"His Cancer Is Ruining Our Marriage"
"I am such an idiot!" said Jeff, 35. "I knew I should have seen another doctor when the first guy I consulted kept brushing off my questions about cancer. I had a gut feeling that something was really wrong but I wanted to believe that he was right, that I was being an alarmist. When the biopsy came back positive I thought I was going to black out. Since then I've been in mental free fall.
"Amy pressures me relentlessly to calm down and stop second-guessing my doctors. If only I had challenged them more, we could have caught the cancer earlier! And if I hadn't pressed for a biopsy, I'd still be in horrific pain with no clear answers. Besides, I earn my living by analyzing and questioning -- I'm incapable of doing anything else. Instead of fighting me, Amy should be supportive. For all she knows I could be one keystroke away from a critical piece of information. Her anxiety makes me feel worse, not better. Yes, I know I retreat into a shell, but I can't help it. I need to handle this my way. It's not like before, when Amy almost left me because she thought I was ignoring her. Marriage counseling helped us through all that. This is different. I'm sick, and I'm afraid.
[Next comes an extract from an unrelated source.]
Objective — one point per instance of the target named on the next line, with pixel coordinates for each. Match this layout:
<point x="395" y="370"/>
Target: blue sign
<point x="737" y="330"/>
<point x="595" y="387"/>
"She's right about my attachment to work, though. Right now it's the only thing that keeps me sane. It's when I'm away from work that the problems start to overwhelm me. Sometimes I feel as if I'm drowning. I get that same sense of the world closing in that I felt when I first heard the diagnosis, and it's hard to stay hopeful. Amy has to understand that and back off. I know I'm surly and argumentative, but I'm furious! Why me? Why now? Why didn't my doctor figure this out months ago -- and why didn't I push him harder or find another doctor? I was so stupid! My type of cancer has a high recurrence rate, even with the surgery and radiation. The doctors tell me that every person is different, that they don't know what my prognosis is, that they have to wait and see. Well, I tell them I'm still young and otherwise healthy and have no intention of becoming a statistic. I am determined to survive this disease.
"That's on my good days. Unfortunately, I have a lot of bad ones, too. I don't want to scare Amy, but there are nights when I lie awake terrified I'll die or become so sick that I'll be a burden to her. Maybe this time she really will leave me -- and I wouldn't blame her.
"Even if I recover, our marriage could be ruined, anyway. I could end up impotent, incapable of having sex with my own wife! She had her heart set on getting pregnant in the next year or so. Now who knows? That dream is probably shot, too.
"I love Amy. She's too young to have her life ruined because of me."